Thursday, February 22, 2007

"Walk" up the hill behind the Coylet

Two weeks ago I was taking a walk down the forest trail up the hill behind the hotel (I think the entire mountain is called Beinn Ruadh, which means "red mountain" - there's a lot of mountains called that over here, as well as Beinn Mor - "big mountain"). I was planning to go to Puck's Glen and hang around there for a bit as the weather was really nice - cool, but sunny. I never made it to Puck's Glen, for while walking along I got to looking up the mountain and thinking that it wouldn't be too hard to walk up it, as there were sections with no trees on them whatsoever, and it's that underbrushy growth stuff that makes it hard to get places. So on a whim, I started up the mountain in a section that didn't have thorny plants on it (there's a lot of thorny plants over here also).

I think I started up around 12:30pm. It was a good climb - the hill is steeper than you realize, or at least steeper than I am accustomed to being from PEI - and it tires you quickly going up like that. Within a few minutes of climbing I always find it hard to believe how high up I am.

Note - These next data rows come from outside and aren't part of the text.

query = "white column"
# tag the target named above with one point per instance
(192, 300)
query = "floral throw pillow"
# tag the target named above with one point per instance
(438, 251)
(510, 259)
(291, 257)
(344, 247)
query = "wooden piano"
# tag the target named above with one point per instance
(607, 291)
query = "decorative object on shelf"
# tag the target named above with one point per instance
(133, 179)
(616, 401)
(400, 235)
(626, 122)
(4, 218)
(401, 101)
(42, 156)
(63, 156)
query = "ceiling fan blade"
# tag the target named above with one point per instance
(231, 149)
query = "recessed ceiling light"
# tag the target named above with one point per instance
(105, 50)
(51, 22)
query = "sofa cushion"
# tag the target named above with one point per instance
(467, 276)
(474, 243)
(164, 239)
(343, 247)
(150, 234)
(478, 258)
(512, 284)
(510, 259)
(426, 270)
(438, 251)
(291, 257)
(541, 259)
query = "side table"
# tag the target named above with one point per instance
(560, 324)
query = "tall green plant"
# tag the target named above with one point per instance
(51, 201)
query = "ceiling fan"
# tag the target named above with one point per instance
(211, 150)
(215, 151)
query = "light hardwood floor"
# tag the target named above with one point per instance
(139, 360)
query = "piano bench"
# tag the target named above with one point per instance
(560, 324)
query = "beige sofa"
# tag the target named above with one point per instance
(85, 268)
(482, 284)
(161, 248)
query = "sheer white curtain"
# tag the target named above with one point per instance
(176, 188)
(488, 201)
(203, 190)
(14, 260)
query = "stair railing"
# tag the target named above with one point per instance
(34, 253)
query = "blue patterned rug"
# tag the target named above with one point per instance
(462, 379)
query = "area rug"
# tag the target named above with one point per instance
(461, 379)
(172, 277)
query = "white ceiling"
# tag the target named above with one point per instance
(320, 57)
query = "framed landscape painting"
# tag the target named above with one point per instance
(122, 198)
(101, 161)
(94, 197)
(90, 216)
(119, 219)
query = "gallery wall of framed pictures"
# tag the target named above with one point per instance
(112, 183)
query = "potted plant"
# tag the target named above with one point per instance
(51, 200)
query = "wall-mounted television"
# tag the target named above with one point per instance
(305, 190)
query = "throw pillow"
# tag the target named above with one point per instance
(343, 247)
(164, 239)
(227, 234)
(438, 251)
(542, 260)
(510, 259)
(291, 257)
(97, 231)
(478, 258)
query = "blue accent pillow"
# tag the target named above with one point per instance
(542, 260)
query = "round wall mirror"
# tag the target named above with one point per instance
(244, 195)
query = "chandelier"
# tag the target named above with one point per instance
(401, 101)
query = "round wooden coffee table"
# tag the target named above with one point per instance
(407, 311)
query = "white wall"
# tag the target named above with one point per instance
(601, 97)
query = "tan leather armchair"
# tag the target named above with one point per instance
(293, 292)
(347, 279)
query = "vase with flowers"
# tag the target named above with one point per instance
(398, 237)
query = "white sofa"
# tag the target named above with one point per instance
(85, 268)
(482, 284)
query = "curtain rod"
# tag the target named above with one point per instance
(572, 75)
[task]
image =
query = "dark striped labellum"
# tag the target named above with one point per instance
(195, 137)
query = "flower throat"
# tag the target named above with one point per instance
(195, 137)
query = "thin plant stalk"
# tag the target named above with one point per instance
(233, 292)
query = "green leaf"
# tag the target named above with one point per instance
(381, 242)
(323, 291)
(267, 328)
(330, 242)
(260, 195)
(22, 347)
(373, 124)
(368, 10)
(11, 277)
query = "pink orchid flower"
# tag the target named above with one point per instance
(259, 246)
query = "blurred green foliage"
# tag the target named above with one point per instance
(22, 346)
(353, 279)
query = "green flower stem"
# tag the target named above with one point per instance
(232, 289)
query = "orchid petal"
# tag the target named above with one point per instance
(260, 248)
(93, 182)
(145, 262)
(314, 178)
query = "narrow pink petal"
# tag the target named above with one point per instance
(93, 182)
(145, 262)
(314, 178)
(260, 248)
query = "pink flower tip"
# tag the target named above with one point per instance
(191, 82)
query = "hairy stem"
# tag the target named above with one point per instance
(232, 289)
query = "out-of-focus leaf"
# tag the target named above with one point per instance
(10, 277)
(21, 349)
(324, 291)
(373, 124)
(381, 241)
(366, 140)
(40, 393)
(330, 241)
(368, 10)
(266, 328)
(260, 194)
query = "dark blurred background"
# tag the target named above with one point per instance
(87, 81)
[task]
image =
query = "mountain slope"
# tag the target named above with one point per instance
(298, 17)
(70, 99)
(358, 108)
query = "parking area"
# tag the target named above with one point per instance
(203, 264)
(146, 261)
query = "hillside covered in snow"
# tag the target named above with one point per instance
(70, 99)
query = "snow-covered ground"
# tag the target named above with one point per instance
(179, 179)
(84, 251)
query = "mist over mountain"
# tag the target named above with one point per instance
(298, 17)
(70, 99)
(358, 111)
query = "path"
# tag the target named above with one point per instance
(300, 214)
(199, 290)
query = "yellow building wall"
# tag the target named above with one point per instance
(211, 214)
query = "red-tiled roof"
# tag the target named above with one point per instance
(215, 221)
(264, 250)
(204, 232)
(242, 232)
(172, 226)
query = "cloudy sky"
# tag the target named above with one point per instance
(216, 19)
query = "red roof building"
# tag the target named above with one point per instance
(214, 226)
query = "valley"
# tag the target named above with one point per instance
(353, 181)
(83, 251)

So with several breaks along the way, by 2pm or so I was getting tired but thought that I was quite near the top. I paused for as long as I could as it was much colder up at that height that it was down in the forest at the bottom, and since I was sweaty I felt the cold quicker than I normally would. Also, having not planned to climb up a mountain I hadn't really dressed for cold weather, but it wasn't too bad.

Mountains being the deceptive things that they are, of course I was not nearly at the top, but almost at the top of a crest that, once I climbed over it, I could then see the seemingly vast rest of the mountain that I had to climb. I considered turning back a few times short of the top, but I made myself go on and felt that I was well rewarded by the views when I got up. By then I think it was getting on 3pm, so it was about 2.5 hours to get up. My legs didn't even feel tired for a few minutes while I was up there, owing to the view! So here's some pictures that I took.

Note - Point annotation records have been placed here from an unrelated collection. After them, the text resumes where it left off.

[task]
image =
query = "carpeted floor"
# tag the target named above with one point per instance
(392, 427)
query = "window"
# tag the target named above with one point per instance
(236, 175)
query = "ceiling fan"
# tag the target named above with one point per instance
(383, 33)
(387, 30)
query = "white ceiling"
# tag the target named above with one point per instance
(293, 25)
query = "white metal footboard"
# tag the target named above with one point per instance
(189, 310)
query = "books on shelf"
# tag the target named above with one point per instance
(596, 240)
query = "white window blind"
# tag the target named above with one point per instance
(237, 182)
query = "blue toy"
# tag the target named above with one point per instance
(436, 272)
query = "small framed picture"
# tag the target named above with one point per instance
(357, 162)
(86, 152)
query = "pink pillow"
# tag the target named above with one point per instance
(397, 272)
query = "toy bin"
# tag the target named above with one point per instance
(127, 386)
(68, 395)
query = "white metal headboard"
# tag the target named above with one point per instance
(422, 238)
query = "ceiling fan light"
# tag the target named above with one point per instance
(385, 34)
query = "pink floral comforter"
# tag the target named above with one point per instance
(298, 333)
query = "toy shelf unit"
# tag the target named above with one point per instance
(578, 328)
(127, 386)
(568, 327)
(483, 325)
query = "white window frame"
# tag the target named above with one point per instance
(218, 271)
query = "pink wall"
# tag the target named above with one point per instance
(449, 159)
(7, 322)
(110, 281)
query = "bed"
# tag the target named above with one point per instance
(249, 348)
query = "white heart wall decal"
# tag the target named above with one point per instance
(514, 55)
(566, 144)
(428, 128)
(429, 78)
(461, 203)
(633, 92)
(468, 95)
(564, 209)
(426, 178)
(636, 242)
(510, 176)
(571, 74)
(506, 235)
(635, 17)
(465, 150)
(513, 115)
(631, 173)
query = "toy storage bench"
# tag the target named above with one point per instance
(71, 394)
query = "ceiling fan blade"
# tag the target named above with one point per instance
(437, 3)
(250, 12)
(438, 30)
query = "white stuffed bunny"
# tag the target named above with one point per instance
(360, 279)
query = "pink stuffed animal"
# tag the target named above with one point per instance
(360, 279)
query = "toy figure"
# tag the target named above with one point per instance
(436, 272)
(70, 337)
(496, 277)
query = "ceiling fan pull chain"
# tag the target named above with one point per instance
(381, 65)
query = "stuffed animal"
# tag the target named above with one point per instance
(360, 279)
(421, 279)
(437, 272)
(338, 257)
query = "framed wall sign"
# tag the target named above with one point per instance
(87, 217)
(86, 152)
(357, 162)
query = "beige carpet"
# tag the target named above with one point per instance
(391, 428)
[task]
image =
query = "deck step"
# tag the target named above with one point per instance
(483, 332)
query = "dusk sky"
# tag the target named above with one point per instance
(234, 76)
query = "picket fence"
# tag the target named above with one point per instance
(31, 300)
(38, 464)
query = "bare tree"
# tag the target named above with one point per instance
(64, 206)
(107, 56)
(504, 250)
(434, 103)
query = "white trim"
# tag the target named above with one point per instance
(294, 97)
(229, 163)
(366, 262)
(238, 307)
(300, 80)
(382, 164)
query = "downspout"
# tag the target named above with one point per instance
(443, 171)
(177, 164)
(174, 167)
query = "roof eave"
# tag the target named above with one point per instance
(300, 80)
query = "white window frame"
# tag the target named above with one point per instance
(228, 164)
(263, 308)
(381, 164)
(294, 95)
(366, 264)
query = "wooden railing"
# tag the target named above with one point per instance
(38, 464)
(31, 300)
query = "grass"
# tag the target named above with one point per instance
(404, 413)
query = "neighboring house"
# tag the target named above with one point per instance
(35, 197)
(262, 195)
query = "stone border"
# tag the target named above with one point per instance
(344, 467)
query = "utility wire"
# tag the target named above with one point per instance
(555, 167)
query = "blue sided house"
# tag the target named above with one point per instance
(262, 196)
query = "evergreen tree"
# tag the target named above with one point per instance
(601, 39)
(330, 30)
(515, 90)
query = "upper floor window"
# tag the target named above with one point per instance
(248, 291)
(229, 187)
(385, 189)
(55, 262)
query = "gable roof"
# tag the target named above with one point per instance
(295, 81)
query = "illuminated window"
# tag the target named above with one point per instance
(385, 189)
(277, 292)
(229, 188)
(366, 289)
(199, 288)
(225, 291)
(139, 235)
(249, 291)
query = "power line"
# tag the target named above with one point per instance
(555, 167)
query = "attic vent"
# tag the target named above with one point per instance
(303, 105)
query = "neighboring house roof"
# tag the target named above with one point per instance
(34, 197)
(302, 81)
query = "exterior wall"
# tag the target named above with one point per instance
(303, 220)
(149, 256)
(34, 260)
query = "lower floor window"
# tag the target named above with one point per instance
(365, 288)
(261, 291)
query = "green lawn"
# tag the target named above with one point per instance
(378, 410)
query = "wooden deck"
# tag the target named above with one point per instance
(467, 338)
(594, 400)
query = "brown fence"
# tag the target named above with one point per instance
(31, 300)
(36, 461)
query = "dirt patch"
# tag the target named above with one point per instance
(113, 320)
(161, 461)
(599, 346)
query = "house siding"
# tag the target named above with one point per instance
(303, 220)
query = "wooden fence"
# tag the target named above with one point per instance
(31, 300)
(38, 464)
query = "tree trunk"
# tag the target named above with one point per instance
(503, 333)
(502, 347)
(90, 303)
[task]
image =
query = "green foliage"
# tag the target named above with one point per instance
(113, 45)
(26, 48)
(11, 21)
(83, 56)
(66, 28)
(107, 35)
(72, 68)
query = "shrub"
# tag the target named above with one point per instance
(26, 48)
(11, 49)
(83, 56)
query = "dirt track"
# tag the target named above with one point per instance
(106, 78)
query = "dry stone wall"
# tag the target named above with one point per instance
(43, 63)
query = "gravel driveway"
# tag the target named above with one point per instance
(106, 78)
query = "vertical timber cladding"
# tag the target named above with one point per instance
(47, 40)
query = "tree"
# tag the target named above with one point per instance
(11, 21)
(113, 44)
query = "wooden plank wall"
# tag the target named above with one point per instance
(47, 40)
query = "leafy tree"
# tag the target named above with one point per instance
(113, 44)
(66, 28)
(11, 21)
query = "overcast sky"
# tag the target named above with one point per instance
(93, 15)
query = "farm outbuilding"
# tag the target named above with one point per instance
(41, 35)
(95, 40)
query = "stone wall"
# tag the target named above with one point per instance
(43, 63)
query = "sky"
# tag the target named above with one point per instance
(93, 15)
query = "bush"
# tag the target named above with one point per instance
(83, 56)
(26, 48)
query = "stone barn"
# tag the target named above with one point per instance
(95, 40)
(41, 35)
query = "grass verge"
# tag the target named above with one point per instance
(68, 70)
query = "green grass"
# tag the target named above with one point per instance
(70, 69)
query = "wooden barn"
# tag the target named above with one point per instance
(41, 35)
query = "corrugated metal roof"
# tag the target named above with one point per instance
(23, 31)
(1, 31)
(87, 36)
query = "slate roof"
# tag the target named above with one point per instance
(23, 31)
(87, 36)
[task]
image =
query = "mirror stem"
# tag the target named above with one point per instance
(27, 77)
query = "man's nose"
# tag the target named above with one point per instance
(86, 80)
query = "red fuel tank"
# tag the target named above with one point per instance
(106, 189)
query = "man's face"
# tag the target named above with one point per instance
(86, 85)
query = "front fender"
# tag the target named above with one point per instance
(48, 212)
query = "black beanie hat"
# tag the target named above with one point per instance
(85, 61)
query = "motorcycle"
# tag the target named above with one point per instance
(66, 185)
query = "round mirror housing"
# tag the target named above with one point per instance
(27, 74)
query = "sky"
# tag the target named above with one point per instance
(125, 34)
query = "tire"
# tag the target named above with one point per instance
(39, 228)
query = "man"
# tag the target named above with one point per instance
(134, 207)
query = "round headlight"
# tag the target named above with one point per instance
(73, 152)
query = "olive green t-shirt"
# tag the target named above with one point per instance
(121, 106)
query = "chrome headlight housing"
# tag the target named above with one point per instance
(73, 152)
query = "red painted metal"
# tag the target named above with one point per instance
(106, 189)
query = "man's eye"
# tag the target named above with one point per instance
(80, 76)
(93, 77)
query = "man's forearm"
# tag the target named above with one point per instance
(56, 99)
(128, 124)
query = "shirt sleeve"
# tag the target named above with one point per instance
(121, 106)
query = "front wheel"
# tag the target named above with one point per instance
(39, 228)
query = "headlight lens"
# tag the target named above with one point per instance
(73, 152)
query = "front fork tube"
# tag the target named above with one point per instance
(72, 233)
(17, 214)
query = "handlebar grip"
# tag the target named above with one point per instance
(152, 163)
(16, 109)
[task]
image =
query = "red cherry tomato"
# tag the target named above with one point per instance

This is the view over the hills toward the southeast where you can see where Loch Long (on the left) meets the Firth of Clyde (into back of photo and stretching to the right). The view of Gourock, where I take the ferry to to go to Glasgow by train, is just blocked by the hill on the right. If it looks as though you could quickly jaunt across those hills to the water, that's the deceptiveness of mountains again - I'm standing on a steep slope and the rest of them are quite steep as well.

This is Loch Eck, looking northwest. The Coylet is right on it's shores but not in view in this picture. You can see why we can't get television signals from this photo - we're smack dab in the middle of a very narrow glen that is primarily filled by loch.

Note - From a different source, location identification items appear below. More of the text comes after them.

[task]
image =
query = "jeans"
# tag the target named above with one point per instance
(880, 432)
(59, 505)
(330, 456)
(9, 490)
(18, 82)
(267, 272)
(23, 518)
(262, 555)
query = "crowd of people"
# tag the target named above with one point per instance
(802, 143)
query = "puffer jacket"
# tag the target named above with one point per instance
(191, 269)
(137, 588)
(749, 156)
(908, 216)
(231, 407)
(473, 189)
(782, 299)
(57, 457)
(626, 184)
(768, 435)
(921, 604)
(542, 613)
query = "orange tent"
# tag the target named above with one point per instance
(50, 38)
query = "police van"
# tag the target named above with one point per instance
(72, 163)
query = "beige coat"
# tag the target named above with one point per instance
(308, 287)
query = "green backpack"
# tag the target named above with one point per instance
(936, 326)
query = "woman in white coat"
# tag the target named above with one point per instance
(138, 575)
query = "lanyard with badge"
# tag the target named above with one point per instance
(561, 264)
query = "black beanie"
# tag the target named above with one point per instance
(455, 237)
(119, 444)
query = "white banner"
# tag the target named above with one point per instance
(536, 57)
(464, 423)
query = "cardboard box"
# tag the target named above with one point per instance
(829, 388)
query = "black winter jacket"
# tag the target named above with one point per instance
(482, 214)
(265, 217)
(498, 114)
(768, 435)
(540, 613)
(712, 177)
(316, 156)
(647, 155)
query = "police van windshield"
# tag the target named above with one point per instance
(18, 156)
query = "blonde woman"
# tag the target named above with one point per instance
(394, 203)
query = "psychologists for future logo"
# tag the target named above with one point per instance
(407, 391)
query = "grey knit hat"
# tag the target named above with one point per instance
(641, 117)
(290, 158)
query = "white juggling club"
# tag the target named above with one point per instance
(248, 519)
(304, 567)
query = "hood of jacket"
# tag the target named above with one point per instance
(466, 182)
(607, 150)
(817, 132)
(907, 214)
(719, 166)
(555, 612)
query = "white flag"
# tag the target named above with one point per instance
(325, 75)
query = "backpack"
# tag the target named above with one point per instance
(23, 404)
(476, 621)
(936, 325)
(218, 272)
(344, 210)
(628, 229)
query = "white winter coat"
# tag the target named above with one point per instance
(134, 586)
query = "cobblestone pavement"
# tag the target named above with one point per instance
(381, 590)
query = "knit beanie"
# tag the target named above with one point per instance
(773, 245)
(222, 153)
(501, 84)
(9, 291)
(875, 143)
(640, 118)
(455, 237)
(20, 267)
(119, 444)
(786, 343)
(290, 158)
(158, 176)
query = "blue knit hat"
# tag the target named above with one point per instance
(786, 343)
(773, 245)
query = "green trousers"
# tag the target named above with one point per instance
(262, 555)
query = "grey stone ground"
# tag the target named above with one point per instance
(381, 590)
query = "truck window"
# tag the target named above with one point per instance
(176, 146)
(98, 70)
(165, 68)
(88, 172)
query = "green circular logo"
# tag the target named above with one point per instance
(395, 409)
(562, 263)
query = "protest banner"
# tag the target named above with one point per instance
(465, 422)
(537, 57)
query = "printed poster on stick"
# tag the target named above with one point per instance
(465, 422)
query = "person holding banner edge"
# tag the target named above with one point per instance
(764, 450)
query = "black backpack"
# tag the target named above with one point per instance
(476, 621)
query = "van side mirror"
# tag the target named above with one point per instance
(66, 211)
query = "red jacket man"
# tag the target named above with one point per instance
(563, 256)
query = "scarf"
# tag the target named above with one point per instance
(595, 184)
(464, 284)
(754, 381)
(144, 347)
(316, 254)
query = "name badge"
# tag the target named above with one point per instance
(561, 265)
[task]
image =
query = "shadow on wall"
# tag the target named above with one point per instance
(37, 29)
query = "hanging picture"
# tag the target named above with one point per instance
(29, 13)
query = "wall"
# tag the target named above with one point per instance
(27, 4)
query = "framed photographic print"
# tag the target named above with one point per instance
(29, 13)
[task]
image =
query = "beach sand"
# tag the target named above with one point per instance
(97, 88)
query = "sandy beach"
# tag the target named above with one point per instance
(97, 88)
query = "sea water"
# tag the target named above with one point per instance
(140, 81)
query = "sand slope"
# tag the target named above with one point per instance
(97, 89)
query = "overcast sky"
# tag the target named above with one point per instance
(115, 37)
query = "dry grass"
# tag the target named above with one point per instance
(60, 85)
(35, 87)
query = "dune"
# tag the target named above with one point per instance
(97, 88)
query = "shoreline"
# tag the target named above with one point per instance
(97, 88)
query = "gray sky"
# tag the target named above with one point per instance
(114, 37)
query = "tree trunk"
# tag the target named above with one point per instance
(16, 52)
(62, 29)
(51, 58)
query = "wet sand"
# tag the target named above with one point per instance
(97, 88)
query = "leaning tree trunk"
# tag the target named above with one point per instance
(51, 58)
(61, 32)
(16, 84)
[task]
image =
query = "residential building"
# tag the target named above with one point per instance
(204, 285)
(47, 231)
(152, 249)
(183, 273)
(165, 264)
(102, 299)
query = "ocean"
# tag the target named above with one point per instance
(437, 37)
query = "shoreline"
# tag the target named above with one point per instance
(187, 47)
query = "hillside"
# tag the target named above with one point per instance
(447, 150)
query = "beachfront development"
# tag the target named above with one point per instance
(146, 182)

Here you can see the Coylet Inn from above. Well, you probably can't actually see it very well, but you can probably see the caravan park that is the grouping of buildings in the middle. The hotel is just a small speck to the left of them separated by some trees along the road.

On my descent of the mountain (which took about 30-45 minutes compared to the ascent of 2.5 hours), I startled a bunch of sheep (I only "baaaa-ed" at them a few times!) and they watched me until I was out of their view, or at least until they were out of my view. There was quite a few sheep at the top of the mountain, with a fence to keep them to the upper regions. Seeing sheep over here always makes me feel a bit odd since I know that the farming of sheep is responsible for so many Scottish people having to leave to go to Canada in the 1700-1800's.
The sheep are standing in amongst some heather and grass, which became my friend when going down the hill as there were some sections that were really muddy (near streams) and I would have just kept sliding down if I didn't have handholds.

As you can see in this photo the sun is starting to set in the west (on the right), as it's getting on 4pm.

I've yet to put up my Ireland photos, but I'm working on that. The hotel phone line is now functioning again, and even the library seems to be liking Blogger now on occassions so we'll see how it goes.